# Encrypted Transformers 

This notebook documents the steps involved in training and using an encrypted instance of transformers for inference. The model training is done in PyTorch, and the weights are then encrypted using VENumpy. 

In [1]:
# Import Dependencies
from transformers import DataCollatorForLanguageModeling, AutoTokenizer, DataCollatorWithPadding, BertTokenizerFast
from transformer_medical_utils import TransformerInference, initialize_encryption_context, load_tokenizer, to_classes
import numpy as np
from tqdm.notebook import tqdm
from venumML.venumpy import small_glwe as vp
import pandas as pd
# import math
import random

from venumML.deep_learning.transformer.transformer import *
from venumML.venum_tools import *
from venumML.approx_functions import *

# Scenario 

## Healthcare rhymes with Privacy

One of the key challenges in healthcare is that critical information is often stored as unstructured text such as medical charts. A further challenge is that, given the sensitivity of this data, the insights of healthcare providers are isolated from each other. Encrypted ML allows for the creation of a network of healthcare providers, safely pooling encrypted medical chart data, and massively boosting the training of an encrypted transformer through frameworks such as federated learning.
‍
This is a critical solution for areas such as rare-disease classification. In the following example, we will take a look at the intake chart of a (not real) patient with Wilson’s disease (a genetic disorder that affects the brain and liver).

## Business case we're implementing

A large healthcare provider handles sensitive patient information, including medical histories, lab results, and diagnostic reports. To support clinicians, they use a machine learning model to analyze complex medical records and suggest possible diagnoses for rare diseases based on symptom descriptions and lab results.

## Privacy Concerns:

Due to the sensitive nature of patient data, privacy and confidentiality are critical. Unauthorized access to this data could lead to severe legal repercussions and potential harm to patient trust.
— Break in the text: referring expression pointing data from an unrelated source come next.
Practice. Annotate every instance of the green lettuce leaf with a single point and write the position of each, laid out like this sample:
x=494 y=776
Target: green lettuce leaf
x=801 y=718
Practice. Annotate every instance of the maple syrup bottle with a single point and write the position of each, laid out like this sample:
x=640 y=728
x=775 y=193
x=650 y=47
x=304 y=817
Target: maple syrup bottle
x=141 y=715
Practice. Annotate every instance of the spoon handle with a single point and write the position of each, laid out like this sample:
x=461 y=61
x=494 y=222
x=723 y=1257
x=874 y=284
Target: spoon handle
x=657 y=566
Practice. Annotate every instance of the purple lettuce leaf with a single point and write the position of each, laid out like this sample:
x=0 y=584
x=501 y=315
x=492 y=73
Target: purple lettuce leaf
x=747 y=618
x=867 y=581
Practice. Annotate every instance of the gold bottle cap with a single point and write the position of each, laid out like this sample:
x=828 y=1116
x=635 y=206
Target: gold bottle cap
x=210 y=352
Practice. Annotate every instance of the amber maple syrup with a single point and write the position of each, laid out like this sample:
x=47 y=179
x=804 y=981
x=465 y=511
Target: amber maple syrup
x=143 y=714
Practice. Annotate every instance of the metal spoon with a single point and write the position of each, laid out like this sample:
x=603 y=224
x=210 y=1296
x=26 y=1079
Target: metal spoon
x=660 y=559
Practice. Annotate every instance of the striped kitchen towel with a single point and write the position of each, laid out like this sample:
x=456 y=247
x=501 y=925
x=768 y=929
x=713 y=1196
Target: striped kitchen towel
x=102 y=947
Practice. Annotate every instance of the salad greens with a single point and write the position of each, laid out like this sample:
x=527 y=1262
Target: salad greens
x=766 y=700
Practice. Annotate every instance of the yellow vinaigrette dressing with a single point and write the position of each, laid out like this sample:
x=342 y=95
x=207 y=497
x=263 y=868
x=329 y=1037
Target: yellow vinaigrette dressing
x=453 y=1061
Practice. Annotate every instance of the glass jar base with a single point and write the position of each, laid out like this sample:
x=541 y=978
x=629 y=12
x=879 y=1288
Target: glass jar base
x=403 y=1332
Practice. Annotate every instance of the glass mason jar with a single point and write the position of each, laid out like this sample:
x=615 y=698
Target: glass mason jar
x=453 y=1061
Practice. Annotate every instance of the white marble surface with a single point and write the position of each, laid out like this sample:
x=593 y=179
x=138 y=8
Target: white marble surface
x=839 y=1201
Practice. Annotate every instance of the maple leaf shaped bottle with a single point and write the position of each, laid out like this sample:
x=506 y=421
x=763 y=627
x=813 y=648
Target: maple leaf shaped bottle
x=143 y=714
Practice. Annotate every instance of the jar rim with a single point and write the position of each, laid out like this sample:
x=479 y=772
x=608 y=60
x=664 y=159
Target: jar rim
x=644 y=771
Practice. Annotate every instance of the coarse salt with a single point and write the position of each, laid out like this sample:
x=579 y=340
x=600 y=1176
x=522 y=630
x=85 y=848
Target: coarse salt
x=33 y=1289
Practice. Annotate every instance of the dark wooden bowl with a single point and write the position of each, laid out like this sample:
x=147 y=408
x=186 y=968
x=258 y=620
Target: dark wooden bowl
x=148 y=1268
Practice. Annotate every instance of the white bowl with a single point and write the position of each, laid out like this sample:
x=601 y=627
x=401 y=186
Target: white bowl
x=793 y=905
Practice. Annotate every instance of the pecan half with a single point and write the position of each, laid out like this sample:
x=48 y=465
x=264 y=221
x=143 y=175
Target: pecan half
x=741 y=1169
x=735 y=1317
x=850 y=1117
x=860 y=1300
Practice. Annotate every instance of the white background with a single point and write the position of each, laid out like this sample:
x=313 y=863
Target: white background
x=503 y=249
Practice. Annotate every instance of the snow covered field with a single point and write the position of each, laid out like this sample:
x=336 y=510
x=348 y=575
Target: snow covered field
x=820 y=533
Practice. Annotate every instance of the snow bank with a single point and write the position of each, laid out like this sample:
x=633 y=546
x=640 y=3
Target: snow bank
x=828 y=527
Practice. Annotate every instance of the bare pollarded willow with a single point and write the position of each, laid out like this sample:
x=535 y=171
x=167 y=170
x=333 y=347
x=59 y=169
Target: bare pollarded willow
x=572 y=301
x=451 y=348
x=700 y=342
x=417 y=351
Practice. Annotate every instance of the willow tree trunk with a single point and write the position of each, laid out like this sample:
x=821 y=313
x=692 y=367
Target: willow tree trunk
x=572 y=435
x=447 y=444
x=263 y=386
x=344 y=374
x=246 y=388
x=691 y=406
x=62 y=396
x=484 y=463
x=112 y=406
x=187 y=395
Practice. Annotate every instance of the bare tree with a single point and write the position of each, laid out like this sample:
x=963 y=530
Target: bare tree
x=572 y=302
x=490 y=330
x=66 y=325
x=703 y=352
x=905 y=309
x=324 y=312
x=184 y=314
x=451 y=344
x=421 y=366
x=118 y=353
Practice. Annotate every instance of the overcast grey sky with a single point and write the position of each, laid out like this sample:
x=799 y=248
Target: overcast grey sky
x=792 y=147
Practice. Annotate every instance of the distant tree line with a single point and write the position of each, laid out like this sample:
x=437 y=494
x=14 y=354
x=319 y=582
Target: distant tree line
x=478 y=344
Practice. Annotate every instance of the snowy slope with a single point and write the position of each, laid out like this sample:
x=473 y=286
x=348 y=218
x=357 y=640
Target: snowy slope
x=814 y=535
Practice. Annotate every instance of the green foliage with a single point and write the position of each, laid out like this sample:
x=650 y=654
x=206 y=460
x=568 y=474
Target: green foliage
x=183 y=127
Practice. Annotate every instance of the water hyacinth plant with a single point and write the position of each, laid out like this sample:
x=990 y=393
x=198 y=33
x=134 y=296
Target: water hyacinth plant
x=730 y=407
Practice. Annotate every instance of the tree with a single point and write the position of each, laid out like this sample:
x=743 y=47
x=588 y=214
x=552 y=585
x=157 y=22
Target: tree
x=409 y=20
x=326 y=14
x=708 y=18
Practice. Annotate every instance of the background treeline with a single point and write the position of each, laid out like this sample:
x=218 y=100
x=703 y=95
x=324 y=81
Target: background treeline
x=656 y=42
Any diagnostic tool must ensure the data remains encrypted, even during processing, to protect against both internal and external security threats.

## Challenge:

The healthcare provider needs a diagnostic assistance model capable of processing encrypted medical data to provide accurate diagnosis suggestions while maintaining full data confidentiality.

## Solution:

Utilize an encrypted transformer-based model with the following capabilities:

- Data Encryption: Employ advanced encryption methods, like homomorphic encryption, allowing the model to operate on encrypted data directly.
- Secure Inference: Implement transformer-based model architecture (e.g., BERT) on encrypted data, ensuring predictions and intermediate computations remain confidential.
- High Accuracy in Diagnostics: Leverage transformer models to capture complex language patterns in medical records for accurate diagnosis, even with the data encrypted.
- Regulatory Compliance: Ensure that all model operations comply with healthcare data protection laws by keeping all personal health information encrypted during processing.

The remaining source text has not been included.